Spatial cognition research in rodents typically employs the use of maze tasks, whose attributes vary from one maze to the next. These tasks vary by their behavioral flexibility and required memory duration, the number of goals and pathways, and also the overall task complexity. A confounding feature in many of these tasks is the lack of control over the strategy employed by the rodents to reach the goal, e.g., allocentric (declarative-like) or egocentric (procedural) based strategies. The double-H maze is a novel water-escape memory task that addresses this issue, by allowing the experimenter to direct the type of strategy learned during the training period. The double-H maze is a transparent device, which consists of a central alleyway with three arms protruding on both sides, along with an escape platform submerged at the extremity of one of these arms. Rats can be trained using an allocentric strategy by alternating the start position in the maze in an unpredictable manner (see protocol 1; §4.7), thus requiring them to learn the location of the platform based on the available allothetic cues. Alternatively, an egocentric learning strategy (protocol 2; §4.8) can be employed by releasing the rats from the same position during each trial, until they learn the procedural pattern required to reach the goal.
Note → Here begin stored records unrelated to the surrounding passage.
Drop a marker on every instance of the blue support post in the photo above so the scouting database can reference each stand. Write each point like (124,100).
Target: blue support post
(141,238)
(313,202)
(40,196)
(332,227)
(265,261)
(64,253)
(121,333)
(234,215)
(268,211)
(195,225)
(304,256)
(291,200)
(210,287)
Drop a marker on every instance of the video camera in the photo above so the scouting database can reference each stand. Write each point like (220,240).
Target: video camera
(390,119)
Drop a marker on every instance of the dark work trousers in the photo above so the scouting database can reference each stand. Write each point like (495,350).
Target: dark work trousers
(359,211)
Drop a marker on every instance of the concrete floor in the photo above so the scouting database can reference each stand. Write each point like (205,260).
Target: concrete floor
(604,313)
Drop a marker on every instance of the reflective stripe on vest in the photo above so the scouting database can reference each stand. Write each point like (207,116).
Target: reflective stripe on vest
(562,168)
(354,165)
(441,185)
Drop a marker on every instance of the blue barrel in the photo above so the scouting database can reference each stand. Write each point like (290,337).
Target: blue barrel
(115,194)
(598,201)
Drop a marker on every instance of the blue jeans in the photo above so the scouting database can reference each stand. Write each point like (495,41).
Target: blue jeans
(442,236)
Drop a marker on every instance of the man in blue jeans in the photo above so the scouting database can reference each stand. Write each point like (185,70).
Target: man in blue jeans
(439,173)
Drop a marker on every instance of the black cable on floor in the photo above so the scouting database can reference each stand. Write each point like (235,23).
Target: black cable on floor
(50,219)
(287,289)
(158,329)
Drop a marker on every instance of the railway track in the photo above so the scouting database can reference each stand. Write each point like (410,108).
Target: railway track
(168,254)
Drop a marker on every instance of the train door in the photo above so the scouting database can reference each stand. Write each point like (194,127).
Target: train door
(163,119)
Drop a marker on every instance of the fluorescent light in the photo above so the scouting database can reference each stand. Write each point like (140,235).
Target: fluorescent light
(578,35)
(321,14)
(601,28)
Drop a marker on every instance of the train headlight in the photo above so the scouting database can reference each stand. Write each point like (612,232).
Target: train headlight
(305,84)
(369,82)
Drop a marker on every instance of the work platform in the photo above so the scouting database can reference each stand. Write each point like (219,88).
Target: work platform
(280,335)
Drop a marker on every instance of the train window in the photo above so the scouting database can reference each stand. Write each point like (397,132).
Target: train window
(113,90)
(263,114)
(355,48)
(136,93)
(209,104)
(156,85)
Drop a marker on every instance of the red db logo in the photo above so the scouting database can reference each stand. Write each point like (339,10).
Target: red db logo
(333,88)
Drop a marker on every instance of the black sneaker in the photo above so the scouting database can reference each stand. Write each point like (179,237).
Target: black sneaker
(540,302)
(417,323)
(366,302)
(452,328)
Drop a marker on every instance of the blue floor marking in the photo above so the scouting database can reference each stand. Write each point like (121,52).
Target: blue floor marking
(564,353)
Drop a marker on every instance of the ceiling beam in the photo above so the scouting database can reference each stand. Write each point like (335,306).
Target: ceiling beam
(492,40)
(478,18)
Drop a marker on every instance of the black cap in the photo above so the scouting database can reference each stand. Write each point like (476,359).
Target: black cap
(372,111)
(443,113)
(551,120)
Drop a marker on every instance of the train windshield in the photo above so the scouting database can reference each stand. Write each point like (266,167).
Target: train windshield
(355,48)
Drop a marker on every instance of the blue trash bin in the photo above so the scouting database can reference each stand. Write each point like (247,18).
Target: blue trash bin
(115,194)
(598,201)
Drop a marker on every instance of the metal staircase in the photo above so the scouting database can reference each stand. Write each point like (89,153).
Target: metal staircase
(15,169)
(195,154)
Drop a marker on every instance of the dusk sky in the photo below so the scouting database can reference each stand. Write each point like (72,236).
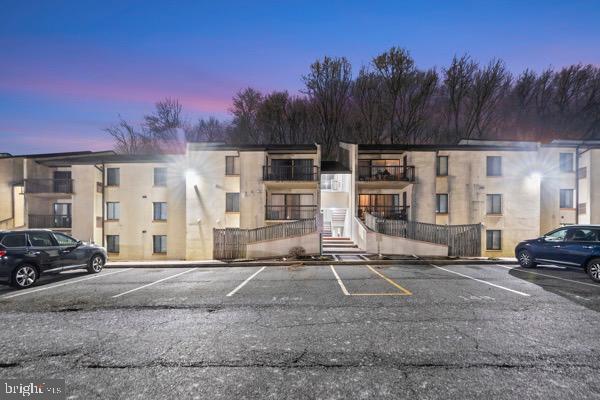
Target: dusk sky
(68,69)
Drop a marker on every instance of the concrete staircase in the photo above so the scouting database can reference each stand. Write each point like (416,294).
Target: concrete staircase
(340,245)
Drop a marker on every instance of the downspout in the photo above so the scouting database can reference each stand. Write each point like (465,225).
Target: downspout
(103,205)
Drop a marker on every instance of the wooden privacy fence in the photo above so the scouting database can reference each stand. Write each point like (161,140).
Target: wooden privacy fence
(462,240)
(230,243)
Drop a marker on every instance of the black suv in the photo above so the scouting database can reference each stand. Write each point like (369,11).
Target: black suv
(24,255)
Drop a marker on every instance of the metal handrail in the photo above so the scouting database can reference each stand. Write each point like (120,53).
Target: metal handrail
(386,173)
(290,173)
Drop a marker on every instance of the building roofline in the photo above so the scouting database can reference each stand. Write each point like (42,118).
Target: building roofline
(197,146)
(61,155)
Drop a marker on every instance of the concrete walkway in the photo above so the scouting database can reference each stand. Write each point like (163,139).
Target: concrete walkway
(275,263)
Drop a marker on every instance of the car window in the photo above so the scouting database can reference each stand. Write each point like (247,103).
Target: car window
(64,240)
(40,239)
(580,235)
(14,240)
(556,236)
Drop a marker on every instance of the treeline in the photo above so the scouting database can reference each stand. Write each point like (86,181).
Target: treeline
(392,101)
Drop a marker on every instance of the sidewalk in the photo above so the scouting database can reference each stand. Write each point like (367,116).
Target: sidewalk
(275,263)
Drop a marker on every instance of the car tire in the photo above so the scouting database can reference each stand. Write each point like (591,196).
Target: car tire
(24,276)
(526,259)
(593,269)
(95,264)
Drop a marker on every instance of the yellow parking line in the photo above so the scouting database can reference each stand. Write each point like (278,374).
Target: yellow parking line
(405,291)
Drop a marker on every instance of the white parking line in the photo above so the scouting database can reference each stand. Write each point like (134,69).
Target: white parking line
(482,281)
(154,283)
(344,290)
(21,293)
(549,276)
(241,285)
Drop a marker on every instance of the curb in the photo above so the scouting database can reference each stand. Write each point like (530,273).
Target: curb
(314,263)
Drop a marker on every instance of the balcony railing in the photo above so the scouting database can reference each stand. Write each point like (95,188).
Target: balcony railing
(289,212)
(48,185)
(290,173)
(49,221)
(390,173)
(388,212)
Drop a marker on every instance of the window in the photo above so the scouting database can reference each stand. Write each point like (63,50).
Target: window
(232,202)
(580,235)
(41,239)
(494,204)
(113,177)
(112,243)
(442,166)
(566,162)
(494,166)
(566,198)
(14,240)
(494,240)
(159,243)
(160,176)
(232,165)
(113,211)
(160,211)
(441,203)
(282,206)
(64,240)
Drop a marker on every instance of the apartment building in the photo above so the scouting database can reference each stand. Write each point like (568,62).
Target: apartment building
(166,206)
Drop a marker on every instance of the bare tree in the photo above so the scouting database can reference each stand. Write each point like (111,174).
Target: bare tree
(207,130)
(458,82)
(368,98)
(328,87)
(128,140)
(395,66)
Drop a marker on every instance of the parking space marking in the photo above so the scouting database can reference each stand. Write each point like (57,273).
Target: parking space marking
(153,283)
(241,285)
(549,276)
(403,290)
(482,281)
(344,290)
(21,293)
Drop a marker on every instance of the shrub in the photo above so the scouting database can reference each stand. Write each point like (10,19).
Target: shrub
(297,251)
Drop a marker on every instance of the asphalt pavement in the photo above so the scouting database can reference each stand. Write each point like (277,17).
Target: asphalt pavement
(303,332)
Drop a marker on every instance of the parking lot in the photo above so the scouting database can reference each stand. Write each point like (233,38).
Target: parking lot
(343,331)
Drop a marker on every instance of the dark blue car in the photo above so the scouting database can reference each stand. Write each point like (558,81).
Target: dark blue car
(575,246)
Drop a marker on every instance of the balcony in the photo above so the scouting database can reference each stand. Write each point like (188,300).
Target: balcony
(280,213)
(291,173)
(49,221)
(396,173)
(61,186)
(388,212)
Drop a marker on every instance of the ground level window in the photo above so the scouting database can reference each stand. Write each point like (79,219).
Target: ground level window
(232,202)
(566,198)
(441,201)
(160,243)
(494,204)
(494,240)
(112,243)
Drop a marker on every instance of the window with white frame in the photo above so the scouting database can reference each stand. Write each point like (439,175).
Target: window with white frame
(113,210)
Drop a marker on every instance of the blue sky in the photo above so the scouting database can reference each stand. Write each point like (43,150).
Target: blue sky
(68,69)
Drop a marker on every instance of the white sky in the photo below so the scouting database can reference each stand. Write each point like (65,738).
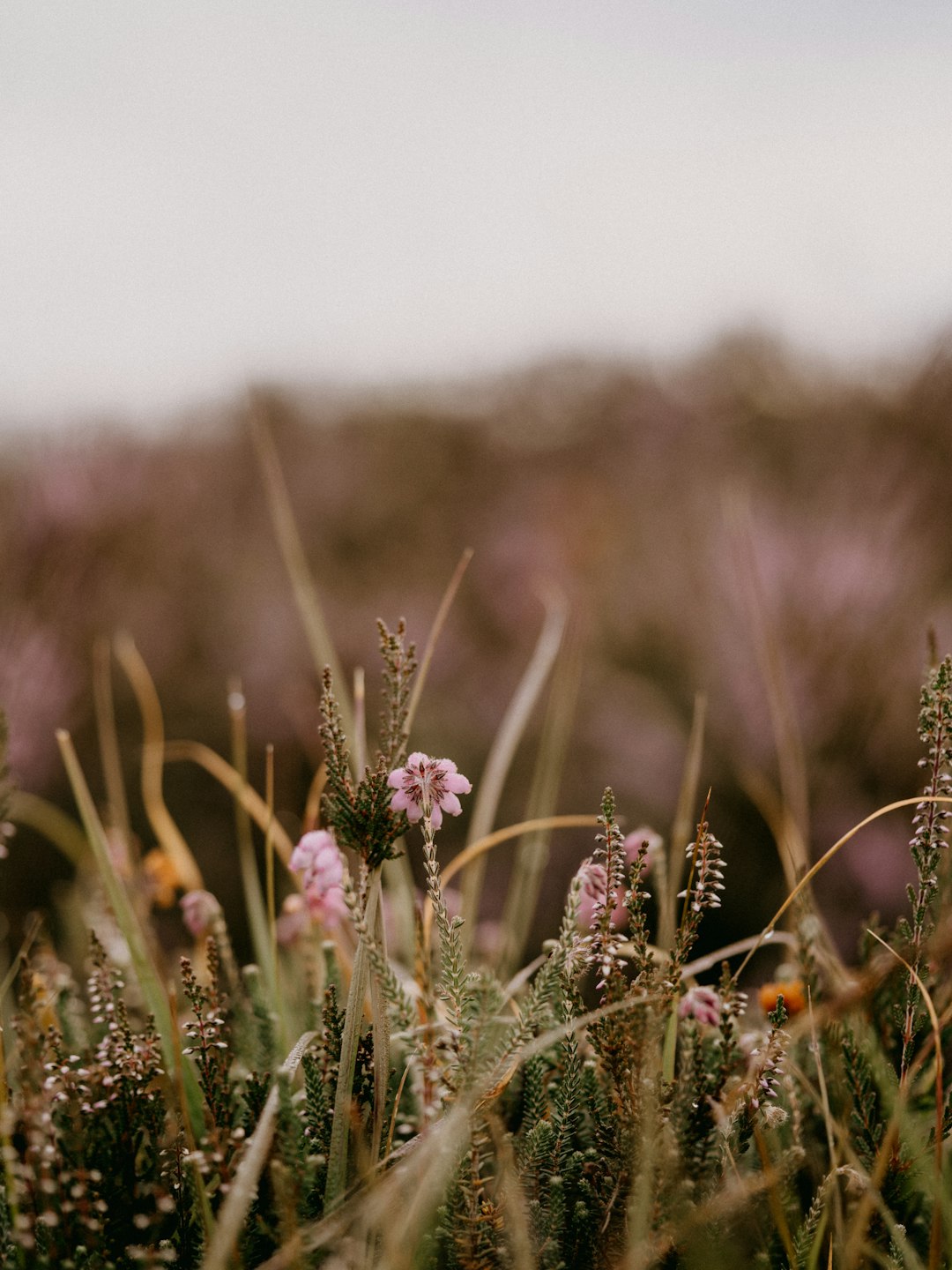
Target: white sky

This task has been proven to allow for the formation of stable memory traces. Memory can be probed following the training period in a misleading probe trial, in which the starting position for the rats alternates. Following an egocentric learning paradigm, rats typically resort to an allocentric-based strategy, but only when their initial view on the extra-maze cues differs markedly from their original position. This task is ideally suited to explore the effects of drugs/perturbations on allocentric/egocentric memory performance, as well as the interactions between these two memory systems.